A um aceno de concordância de Miro, Ludgero Samora, tenente ajudante, virou-se para o pelotão e fez um gesto circular com a mão apontando em seguida o indicador em direcção à entrada do forte. O sinal já deveria ser conhecido pois, sem ser necessário uma única palavra, no instante seguinte o pequeno grupo dispersou em direcção à fortificação e, em menos de nada um grupo de turistas mal humorados barafustando palavrões em três ou quatro línguas diferentes, eram empurrados falésia acima, deixando o edifício ocupado apenas por Miro, Ofélia e a equipa de resgate.
Miro ia abrir a boca para elogiar Samora e a eficiência dos seus homens, quando a sua atenção é desviada para a porta, de onde saía um tipo baixinho, de óculos e um tanto enfezado, erguido a cinco centímetros do chão pela mão direita de um dos soldados que o segurava sem esforço pela lapela traseira do casaco.
– Ponha-me no chão, sua besta! – Gritava, fazendo tremelicar todas as bolinhas brancas do seu laçarote vermelho, enquanto esperneava furiosamente e tentava, sem êxito, voltar-se e aplicar uma série de rápidos murros no peito do soldado que se limitava a ignorá-lo e esticar um pouco mais o braço. – Ponha-me no chão, já disse! Seu… seu… brutamontes!
– Cabo! – Bradou o tenente Samora. – O que se passa?
– Nada que não acontecesse já, tenente. Este nanico recusava-se a sair e, quando eu tentei, delicadamente, convencê-lo, começou a ofender todos os militares e a dizer que quem está nas forças armadas só sabe usar os músculos e que o seu cérebro diminuto só serve para cumprir ordens. Bem… eu resolvi concordar com ele, pelo menos no que respeita aos músculos.
– Traga-o aqui, cabo!
Embora toda a equipa tivesse uma relação mais próxima do que muitos membros da mesma família, o tenente Samora ganhara o hábito de nunca os tratar pelo nome, nem sequer pelo apelido. Em vez disso, quando se tinha de dirigir a eles, tratava-os sempre pela patente.

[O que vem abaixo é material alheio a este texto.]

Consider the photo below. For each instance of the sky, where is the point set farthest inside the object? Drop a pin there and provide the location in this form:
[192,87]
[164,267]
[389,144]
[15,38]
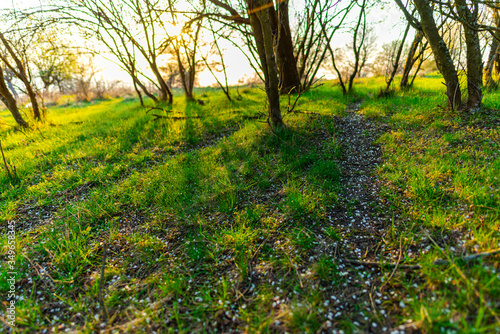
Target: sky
[388,27]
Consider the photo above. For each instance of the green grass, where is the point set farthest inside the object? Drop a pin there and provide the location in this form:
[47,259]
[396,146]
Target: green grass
[214,222]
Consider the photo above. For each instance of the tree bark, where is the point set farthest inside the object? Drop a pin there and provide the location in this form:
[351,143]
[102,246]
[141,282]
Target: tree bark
[10,102]
[411,59]
[20,72]
[494,56]
[262,31]
[441,53]
[474,55]
[396,61]
[289,80]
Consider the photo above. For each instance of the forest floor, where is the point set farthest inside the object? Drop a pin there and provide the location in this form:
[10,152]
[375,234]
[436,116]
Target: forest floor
[359,217]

Miro fazia um esforço para não rir, enquanto Benzino se ia aproximando, sendo segurado tal como um cachorro levado pela boca da mãe. A única diferença era que o animal, muito provavelmente, não espernearia tanto.
– Largue-me! Largue-me, já disse! – Ia berrando, cada vez mais alto, à medida que se aproximava de Miro e Samora. – Eu vou processá-lo! Meta-me no chão, porra!

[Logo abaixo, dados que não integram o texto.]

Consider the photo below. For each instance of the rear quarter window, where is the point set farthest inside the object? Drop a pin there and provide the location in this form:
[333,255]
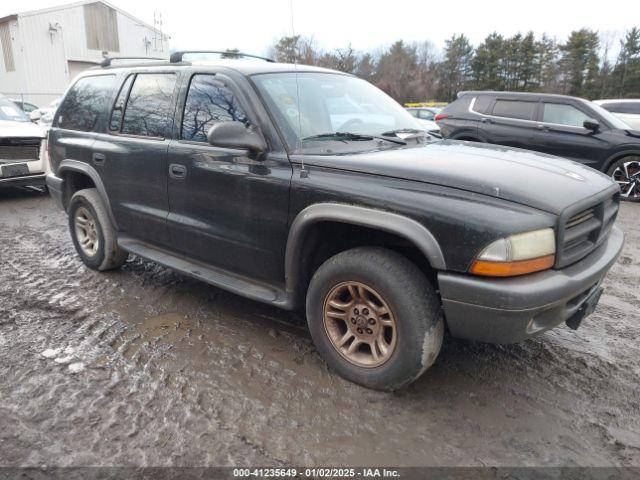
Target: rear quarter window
[82,106]
[148,110]
[623,107]
[521,110]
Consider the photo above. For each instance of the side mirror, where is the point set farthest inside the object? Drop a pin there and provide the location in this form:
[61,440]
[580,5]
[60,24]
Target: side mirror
[591,124]
[235,135]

– Largue-o, cabo. Eu trato do assunto. – Ordenou Samora.
Miro e Ofélia recuaram um pouco, deixando o tenente frente a frente com Benzino que alisava o casaco freneticamente numa tentativa de recuperar alguma compostura.
– É você que manda aqui? – Perguntou, olhando para cima e colocando-se em bicos de pés para tentar ganhar um pouco mais de estatura. – Afinal o que se passa? Aquele seu lacaio arrastou-me à força do meu local de trabalho e trouxe-me para aqui. Fique sabendo que eu vou falar com o meu advogado e vou depená-lo, a ele e a todos vocês. Eu sou uma pessoa respeitável e não admito que…

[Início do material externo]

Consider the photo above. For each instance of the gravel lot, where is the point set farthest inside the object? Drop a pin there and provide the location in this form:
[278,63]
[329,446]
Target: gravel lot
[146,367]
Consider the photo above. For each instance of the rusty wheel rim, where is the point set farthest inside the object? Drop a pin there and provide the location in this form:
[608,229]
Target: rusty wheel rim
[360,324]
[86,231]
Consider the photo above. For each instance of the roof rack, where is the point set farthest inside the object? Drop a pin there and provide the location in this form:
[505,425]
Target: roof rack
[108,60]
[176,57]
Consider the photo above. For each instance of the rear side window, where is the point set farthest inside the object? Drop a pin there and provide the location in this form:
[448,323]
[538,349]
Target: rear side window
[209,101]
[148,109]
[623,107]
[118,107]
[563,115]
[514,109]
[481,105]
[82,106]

Não teve tempo de dizer mais nada. A sua voz foi abafada por uma manápula que se comprimiu sobre o seu pescoço, levantando-o desta vez a mais de vinte centímetros acima do solo. O tenente arrependeu-se a tempo e baixou-o logo em seguida, mas sem lhe largar o pescoço.
– Escute-me bem pois eu só vou dizer isto, uma vez! – Falou com uma voz baixinha e melodiosa, como se lhe sussurrasse ao ouvido. – Desobedecer-me a mim ou aos meus homens equivale a desobedecer ao governo português e… isso é uma coisa que você não vai querer fazer, não é verdade? – Benzino ia para responder qualquer coisa mas a mão do tenente fez um pouco mais de pressão, impedindo-o. – Você vai acalmar, vai parar de espernear como uma borboleta histérica e vai seguir, ordeiramente, o resto do pessoal pela falésia acima. Dentro de uma hora ou duas volta e vai encontrar tudo tal e qual como deixou. Fiz-me entender?
– Mas…
– Fiz-me entender ou não? – Reforçou, quase lhe tocando a cara com o nariz.
Benzino pareceu reflectir um pouco e acabou por acenar com a cabeça, conformado. Pouco depois, já subia as escadinhas da falésia atrás de todos os outros, levando com ele umas carinhosas lapadas na cara como incentivo, cortesia do tenente Samora.